Bath lifts are powered by batteries or water or they can be manual to raise and lower the user into the bathtub. The majority of the bath lifts available on the market today are battery-powered, allowing easy transfers with the simple touch of a button. Battery-powered bath lifts are charged away from the water source for the sake of safety.
Manual bath lifts require the user to manually turn a crank that lowers and raises the lift. Although it doesn’t require a lot of strength to use the crank, it takes about 50 turns to lower the lift. The crank is easy to operate and can be removed while bathing. There is no battery to recharge or replace.
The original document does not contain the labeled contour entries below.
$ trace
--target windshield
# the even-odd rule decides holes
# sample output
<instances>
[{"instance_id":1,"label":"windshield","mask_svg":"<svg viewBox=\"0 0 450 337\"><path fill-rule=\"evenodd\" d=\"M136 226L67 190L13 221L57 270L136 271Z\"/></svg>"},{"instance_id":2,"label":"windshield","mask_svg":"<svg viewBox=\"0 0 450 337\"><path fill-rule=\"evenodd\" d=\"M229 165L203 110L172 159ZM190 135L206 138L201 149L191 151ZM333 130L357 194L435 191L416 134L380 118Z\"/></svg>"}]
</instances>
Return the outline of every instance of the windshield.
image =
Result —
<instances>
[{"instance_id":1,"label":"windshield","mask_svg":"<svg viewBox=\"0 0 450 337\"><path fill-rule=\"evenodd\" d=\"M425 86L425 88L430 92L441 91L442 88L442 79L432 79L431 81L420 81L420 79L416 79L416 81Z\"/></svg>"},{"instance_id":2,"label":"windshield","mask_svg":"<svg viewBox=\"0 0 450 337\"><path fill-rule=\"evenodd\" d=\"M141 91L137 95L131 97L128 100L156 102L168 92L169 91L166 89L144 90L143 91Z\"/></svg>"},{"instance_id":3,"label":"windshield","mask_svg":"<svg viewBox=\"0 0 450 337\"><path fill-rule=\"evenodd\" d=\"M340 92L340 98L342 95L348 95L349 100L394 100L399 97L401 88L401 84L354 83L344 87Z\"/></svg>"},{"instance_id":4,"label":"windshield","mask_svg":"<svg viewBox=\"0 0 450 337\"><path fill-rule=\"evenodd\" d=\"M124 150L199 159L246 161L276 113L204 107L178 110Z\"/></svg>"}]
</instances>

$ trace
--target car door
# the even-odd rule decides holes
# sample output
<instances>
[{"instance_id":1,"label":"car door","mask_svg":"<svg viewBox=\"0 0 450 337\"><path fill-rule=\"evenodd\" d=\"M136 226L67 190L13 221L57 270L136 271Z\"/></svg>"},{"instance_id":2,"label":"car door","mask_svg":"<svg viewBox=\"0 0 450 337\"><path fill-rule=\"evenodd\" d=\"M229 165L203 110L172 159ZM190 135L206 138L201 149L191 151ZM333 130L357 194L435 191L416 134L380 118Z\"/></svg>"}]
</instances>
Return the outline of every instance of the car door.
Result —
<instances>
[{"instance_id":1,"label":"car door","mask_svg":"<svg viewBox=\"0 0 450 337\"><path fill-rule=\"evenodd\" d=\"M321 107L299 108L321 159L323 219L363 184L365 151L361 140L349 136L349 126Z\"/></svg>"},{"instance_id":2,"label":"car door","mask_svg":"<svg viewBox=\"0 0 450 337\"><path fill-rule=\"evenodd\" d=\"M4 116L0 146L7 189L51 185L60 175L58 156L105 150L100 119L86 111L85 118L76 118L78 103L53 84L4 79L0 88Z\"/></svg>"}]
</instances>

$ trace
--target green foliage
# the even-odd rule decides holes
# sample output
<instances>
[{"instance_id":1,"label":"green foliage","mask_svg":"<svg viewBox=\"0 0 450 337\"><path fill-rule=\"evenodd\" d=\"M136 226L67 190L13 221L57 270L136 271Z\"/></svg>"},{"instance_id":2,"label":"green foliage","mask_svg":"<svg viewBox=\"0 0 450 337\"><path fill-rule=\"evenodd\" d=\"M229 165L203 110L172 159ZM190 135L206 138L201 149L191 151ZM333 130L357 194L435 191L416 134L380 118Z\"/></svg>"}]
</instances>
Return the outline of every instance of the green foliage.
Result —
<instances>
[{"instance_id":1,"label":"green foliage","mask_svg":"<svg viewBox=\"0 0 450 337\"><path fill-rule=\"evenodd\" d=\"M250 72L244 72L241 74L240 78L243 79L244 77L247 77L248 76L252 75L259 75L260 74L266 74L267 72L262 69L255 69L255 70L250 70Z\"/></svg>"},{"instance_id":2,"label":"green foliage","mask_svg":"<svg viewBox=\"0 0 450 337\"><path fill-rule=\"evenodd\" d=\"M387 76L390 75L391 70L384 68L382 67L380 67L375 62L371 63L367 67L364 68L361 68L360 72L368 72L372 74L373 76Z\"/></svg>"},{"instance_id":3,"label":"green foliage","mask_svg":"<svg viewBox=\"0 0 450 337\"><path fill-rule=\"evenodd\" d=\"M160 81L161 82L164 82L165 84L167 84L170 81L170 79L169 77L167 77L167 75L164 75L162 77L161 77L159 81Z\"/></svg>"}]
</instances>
There are not many of these available on the market today.
Bath lifts were previously all water-powered, but like manual bath lifts, there are not many available on the market today. Water-powered bath lifts lower and raise the user using water pressure. Water-powered bath lifts require a hose connected to a water supply (either a tub spout diverter or shower head diverter) to fill a water valve, lifting and lowering the user. There is no battery to recharge, but if there is a leak in the valve, it may be expensive to replace.
A bath lift fits inside the bathtub. The seat of the bath lift should be in line with the side of the tub. The user must be able to sit or transfer onto the lift and swing or lift their legs over the tub wall. This can accommodate a user who must transfer from a wheelchair onto the bath lift seat. Hand controls or a manual crank will lower or raise the user in and out of the tub.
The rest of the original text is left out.